GradSkip: Communication-Accelerated Local Gradient Methods with Better Computational Complexity
- URL: http://arxiv.org/abs/2210.16402v3
- Date: Mon, 09 Jun 2025 15:48:07 GMT
- Title: GradSkip: Communication-Accelerated Local Gradient Methods with Better Computational Complexity
- Authors: Artavazd Maranjyan, Mher Safaryan, Peter Richtárik,
- Abstract summary: We study a class of distributed optimization algorithms that aim to alleviate high communication costs by allowing clients to perform multiple local gradient-type training steps before communication.<n>In particular, we prove that our modified method, GradSkip, converges linearly under the same assumptions and has the same accelerated communication complexity.
- Score: 54.585248253601314
- License: http://creativecommons.org/licenses/by/4.0/
- Abstract: We study a class of distributed optimization algorithms that aim to alleviate high communication costs by allowing clients to perform multiple local gradient-type training steps before communication. In a recent breakthrough, Mishchenko et al. (2022) proved that local training, when properly executed, leads to provable communication acceleration, and this holds in the strongly convex regime without relying on any data similarity assumptions. However, their ProxSkip method requires all clients to take the same number of local training steps in each communication round. We propose a redesign of the ProxSkip method, allowing clients with ``less important'' data to get away with fewer local training steps without impacting the overall communication complexity of the method.
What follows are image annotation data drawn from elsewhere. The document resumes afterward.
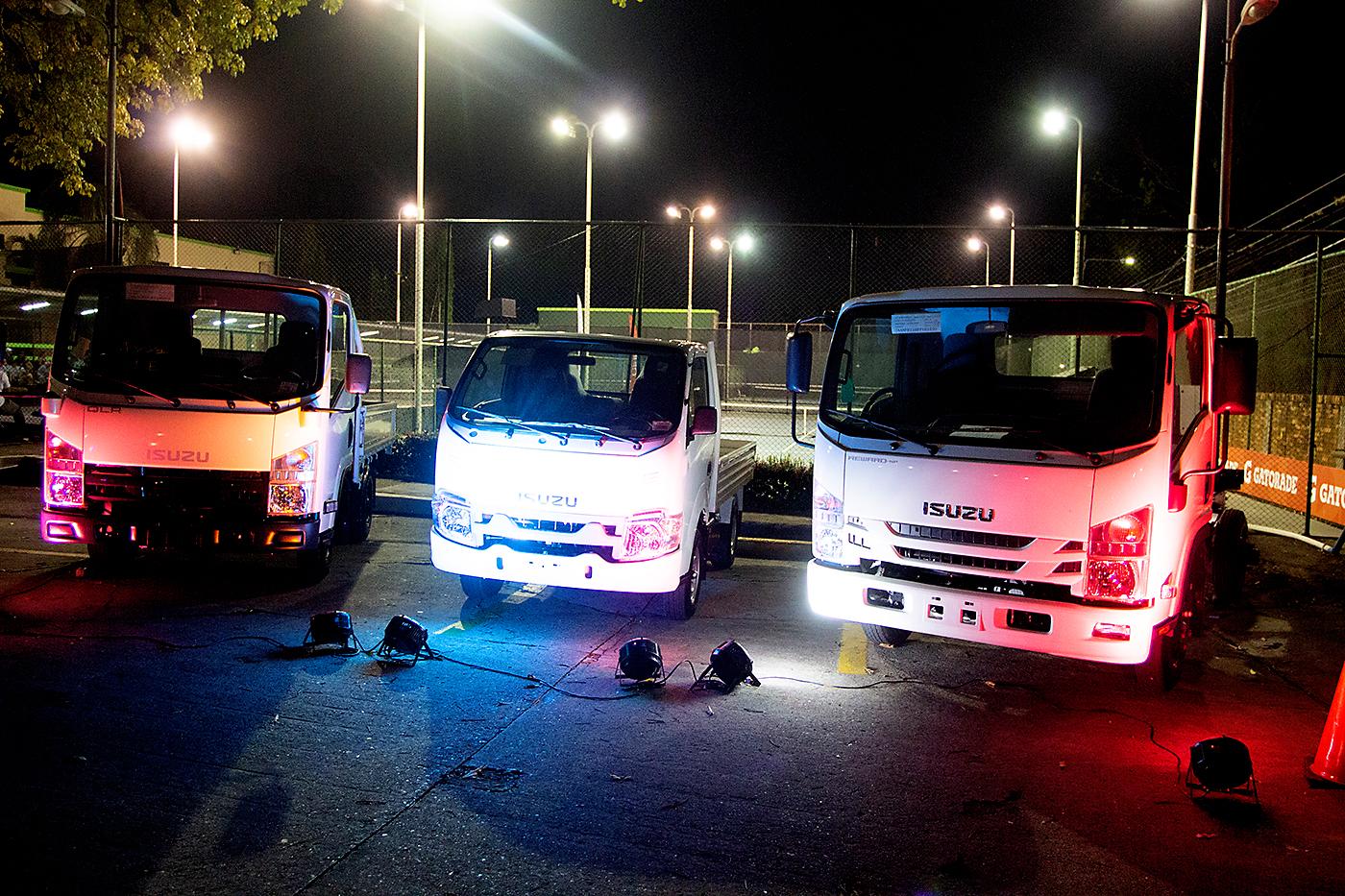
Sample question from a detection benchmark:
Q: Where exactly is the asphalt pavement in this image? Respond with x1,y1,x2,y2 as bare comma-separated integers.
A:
0,486,1345,896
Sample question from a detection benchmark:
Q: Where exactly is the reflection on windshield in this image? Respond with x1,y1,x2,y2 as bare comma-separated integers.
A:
821,302,1163,452
452,338,686,440
53,275,324,403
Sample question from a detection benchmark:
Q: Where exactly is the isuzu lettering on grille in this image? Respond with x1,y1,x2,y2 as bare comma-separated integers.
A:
518,491,579,507
922,500,995,522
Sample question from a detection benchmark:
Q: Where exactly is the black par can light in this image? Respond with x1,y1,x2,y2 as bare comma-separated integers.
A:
696,638,761,692
616,638,663,686
304,610,355,650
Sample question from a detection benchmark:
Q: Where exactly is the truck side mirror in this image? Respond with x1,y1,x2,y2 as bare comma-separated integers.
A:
784,332,813,394
1214,336,1257,414
346,353,374,396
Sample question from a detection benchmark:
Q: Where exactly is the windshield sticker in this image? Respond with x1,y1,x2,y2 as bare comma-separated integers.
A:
892,311,942,335
127,282,175,302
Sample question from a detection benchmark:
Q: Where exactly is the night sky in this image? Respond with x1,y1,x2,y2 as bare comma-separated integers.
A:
7,0,1345,226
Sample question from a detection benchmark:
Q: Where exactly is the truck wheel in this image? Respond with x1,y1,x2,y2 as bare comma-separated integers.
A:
1213,510,1247,605
705,500,743,569
860,623,911,647
299,538,332,585
1136,614,1190,694
663,529,705,618
457,576,504,603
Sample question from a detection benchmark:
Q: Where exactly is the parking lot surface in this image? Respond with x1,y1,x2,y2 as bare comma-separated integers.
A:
0,486,1345,893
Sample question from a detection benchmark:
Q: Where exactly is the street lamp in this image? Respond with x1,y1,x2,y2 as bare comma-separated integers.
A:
1041,109,1084,286
663,202,714,342
967,237,990,286
172,115,214,268
394,202,420,325
710,232,756,394
986,202,1015,286
485,232,508,335
551,111,631,332
1214,0,1279,319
In particular, we prove that our modified method, GradSkip, converges linearly under the same assumptions and has the same accelerated communication complexity, while the number of local gradient steps can be reduced relative to a local condition number. We further generalize our method by extending the randomness of probabilistic alternations to arbitrary unbiased compression operators and by considering a generic proximable regularizer. This generalization, which we call GradSkip+, recovers several related methods in the literature as special cases. Finally, we present an empirical study on carefully designed toy problems that confirm our theoretical claims.